So last Saturday was indeed one of the most intense days I’ve had in a long time. We had scheduled to tell our older sons, 11 and 12, that we were getting divorced. I’ve felt sick about it for a couple weeks. While I knew this divorce was gonna be one that was not chaotic and malicious and fucked up, I still had flashbacks to my own parents divorce, which was shitty. They yelled at each other, my mom just straight up bailed, my dad had women coming in and out of the house that were sort of bonding with us. I had to remind myself that my divorce was most likely gonna be nothing like my own parents divorce.

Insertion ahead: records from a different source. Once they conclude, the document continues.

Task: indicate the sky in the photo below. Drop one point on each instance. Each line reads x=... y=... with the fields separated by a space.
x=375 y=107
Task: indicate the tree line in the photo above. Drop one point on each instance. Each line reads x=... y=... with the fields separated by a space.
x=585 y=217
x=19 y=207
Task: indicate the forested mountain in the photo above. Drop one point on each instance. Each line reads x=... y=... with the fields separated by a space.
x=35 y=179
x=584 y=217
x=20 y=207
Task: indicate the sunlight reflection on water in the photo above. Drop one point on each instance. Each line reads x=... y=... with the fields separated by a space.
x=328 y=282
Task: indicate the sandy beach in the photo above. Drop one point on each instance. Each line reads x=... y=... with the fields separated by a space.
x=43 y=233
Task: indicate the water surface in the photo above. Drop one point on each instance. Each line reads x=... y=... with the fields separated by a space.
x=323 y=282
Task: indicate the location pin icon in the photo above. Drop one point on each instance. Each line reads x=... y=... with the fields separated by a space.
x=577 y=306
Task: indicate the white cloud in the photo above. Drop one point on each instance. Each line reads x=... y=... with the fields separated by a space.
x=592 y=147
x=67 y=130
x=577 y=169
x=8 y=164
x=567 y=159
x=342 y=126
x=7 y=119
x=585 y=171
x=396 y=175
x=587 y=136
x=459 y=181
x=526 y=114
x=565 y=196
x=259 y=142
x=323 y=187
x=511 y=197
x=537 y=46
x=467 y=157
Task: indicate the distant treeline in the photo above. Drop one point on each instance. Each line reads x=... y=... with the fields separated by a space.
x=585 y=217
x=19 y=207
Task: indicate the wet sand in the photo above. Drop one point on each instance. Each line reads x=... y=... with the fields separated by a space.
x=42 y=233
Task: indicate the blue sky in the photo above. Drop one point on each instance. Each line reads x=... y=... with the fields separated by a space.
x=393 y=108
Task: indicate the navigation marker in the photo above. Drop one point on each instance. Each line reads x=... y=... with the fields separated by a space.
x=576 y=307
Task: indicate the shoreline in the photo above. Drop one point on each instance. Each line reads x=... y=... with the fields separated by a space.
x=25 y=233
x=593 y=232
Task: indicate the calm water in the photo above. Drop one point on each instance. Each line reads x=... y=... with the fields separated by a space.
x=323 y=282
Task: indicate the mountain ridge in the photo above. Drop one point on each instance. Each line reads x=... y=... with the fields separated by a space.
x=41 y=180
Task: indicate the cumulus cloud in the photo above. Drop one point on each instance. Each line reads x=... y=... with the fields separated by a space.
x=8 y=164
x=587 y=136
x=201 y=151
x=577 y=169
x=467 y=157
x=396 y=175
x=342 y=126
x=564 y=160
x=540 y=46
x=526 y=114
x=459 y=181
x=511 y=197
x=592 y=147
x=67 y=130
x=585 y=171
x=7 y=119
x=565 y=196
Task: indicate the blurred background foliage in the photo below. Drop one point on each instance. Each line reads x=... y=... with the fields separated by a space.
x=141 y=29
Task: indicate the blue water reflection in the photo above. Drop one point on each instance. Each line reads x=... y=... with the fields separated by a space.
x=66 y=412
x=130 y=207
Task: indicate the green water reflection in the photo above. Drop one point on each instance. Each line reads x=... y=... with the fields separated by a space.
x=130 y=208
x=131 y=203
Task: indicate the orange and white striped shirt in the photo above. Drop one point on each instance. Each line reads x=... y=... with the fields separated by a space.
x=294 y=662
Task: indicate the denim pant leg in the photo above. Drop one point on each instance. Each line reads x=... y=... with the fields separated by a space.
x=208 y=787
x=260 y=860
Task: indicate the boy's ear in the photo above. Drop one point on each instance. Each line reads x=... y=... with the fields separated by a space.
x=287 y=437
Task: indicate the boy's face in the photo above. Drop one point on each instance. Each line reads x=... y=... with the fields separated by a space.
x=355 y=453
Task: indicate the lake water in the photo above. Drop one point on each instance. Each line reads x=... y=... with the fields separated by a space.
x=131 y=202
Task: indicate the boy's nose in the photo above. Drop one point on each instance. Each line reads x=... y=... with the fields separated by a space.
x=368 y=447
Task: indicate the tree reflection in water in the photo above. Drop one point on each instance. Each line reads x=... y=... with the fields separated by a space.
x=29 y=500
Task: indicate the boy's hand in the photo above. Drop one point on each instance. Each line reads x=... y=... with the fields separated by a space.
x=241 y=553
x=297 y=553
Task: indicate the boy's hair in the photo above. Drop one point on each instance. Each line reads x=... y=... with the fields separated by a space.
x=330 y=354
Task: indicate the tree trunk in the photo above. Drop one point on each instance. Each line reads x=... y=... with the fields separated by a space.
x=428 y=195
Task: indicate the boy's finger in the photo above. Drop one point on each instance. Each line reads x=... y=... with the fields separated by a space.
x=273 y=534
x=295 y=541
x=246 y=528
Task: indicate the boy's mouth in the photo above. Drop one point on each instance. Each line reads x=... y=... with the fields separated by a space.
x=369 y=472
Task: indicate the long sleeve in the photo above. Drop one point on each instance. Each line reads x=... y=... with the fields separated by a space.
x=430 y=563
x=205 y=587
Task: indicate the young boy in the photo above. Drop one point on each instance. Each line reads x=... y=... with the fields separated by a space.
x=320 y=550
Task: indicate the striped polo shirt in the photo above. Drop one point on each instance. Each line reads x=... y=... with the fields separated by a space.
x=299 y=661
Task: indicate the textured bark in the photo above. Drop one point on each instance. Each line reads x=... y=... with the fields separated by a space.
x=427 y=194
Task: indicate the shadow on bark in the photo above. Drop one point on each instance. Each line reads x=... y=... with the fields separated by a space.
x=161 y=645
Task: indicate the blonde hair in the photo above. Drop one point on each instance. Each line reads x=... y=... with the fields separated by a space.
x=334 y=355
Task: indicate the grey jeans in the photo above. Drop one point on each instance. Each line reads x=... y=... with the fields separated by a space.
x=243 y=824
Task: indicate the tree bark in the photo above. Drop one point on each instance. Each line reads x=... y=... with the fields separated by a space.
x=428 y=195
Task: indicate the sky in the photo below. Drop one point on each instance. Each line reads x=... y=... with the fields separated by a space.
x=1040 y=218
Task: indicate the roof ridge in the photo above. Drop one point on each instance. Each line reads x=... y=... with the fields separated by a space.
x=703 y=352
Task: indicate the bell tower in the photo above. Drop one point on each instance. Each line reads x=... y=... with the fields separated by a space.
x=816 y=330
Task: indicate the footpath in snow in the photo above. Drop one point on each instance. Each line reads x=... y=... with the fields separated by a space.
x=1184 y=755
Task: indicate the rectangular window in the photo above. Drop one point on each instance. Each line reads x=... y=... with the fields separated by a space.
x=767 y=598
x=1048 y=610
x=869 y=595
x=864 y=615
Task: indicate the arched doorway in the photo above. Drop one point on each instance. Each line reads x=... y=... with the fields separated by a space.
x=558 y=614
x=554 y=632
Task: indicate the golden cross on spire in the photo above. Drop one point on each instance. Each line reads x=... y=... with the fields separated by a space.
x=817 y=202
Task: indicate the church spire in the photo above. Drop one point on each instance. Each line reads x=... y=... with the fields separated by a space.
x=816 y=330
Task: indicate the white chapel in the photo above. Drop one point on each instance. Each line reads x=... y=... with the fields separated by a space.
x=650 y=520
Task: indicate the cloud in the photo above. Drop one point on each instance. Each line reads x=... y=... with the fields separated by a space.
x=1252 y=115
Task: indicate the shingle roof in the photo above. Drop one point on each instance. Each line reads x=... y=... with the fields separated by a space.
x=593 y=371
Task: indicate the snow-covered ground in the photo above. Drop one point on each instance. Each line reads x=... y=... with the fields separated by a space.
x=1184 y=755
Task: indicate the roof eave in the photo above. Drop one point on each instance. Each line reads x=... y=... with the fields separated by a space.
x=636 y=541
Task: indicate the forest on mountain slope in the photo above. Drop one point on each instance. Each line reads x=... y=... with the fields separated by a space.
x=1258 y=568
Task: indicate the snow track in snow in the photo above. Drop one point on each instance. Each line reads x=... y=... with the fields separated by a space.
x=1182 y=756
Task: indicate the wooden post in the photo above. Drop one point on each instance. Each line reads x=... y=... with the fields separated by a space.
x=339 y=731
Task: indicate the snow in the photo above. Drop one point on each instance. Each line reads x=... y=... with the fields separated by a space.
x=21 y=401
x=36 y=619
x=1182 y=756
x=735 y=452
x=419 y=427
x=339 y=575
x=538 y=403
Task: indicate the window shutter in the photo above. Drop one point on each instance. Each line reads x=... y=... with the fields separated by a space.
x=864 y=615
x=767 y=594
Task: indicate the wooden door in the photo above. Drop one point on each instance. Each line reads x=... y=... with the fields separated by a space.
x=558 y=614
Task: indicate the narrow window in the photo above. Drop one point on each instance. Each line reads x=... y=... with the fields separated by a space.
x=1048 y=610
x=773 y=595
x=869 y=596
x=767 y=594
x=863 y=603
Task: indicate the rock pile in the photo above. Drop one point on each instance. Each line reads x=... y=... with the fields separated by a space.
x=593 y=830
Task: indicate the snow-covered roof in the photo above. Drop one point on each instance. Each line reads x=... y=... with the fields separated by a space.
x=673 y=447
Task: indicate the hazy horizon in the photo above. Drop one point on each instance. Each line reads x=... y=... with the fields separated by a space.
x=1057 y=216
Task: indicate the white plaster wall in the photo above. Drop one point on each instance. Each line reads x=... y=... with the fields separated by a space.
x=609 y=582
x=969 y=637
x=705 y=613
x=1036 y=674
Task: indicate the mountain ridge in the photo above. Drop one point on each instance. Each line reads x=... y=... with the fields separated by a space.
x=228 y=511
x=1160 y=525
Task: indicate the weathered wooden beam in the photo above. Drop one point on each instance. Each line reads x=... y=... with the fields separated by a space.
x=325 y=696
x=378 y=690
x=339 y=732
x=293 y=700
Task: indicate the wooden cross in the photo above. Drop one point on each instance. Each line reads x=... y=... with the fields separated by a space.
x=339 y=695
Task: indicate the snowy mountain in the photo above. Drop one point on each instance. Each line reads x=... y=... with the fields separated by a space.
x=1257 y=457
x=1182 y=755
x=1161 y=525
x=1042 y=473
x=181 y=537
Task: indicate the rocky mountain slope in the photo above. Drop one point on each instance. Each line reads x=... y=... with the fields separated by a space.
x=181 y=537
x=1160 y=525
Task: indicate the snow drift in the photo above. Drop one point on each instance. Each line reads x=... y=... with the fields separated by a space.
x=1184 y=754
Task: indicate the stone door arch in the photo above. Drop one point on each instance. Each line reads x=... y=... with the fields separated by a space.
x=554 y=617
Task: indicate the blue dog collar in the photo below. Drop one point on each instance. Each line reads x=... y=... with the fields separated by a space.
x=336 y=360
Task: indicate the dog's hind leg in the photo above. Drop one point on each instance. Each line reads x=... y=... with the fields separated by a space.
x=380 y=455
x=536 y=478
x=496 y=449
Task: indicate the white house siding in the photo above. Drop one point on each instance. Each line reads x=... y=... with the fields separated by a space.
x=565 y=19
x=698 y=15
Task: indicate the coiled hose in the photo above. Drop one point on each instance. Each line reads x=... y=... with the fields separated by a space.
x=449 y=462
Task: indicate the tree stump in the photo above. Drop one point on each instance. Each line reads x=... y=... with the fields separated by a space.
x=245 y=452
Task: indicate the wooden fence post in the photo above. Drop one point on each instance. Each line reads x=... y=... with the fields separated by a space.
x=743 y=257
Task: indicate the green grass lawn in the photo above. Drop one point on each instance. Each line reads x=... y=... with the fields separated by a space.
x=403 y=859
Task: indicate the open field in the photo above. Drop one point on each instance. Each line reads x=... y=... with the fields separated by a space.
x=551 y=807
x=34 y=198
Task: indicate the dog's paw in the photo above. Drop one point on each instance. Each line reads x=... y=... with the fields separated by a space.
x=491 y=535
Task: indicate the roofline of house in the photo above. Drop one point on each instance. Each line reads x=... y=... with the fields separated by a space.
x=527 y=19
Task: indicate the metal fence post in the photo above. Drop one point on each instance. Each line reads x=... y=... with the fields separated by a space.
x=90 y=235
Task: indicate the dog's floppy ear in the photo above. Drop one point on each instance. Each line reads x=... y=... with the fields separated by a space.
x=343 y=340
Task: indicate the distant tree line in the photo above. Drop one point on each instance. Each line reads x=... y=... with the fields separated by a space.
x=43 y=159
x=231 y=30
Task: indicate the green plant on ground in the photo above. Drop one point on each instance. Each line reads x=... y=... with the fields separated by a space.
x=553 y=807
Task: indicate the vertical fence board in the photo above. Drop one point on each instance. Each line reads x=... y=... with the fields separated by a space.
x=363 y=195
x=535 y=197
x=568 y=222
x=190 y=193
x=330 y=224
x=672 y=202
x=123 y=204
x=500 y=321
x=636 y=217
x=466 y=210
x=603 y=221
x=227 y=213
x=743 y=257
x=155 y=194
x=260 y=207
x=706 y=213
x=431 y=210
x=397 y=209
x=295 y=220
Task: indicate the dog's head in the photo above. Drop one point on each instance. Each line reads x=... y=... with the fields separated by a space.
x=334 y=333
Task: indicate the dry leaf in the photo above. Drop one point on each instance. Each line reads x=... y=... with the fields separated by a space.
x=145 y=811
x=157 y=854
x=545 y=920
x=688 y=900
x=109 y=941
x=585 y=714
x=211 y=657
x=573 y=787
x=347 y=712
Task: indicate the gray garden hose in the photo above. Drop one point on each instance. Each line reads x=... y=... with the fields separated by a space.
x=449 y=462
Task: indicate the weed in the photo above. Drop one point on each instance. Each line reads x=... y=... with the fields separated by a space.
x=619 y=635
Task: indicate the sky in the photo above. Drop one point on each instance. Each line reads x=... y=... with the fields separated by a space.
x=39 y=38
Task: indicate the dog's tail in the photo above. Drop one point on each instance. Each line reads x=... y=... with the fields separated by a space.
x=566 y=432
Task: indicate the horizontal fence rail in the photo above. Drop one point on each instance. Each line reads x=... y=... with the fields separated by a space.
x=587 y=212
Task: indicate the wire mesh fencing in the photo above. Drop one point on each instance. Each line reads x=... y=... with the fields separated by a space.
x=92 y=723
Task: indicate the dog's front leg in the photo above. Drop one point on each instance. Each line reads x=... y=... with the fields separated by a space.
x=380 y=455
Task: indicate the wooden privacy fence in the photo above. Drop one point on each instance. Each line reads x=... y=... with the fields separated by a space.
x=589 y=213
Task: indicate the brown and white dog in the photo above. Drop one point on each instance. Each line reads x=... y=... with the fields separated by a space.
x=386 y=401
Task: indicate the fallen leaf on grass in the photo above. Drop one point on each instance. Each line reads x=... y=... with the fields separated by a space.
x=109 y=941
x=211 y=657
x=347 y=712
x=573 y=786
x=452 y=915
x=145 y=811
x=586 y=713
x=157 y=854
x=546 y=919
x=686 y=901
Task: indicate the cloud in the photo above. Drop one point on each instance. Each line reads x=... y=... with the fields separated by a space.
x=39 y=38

We took them to a secluded beach and basically just laid it out to them. My ex was the one to initially tell them and I started filling in the gaps with more information. Both of them broke down in front of us, which we expected, and she and I did as well. It was really hard and rough for about 30 minutes. Afterwards, they gathered themselves up and asked us more questions about the logistics, etc. Once we clarified with them that the only major difference was that we’d have two differences places to live between us, that we’d have to do some schedule juggling, but that their schools/friends/support/their parents involvement, will all stay the same.
The kids have some good long vacations and breaks away from all this with my mom, etc. so that’ll allow us to work through the logistical stuff and selling our house, dealing with clean up, and more.
More to come on this front….
Just wanted yo to know there’s people thinking of you, and wishing you the best. I know you’re not in a place to talk right now, but best wishes to you.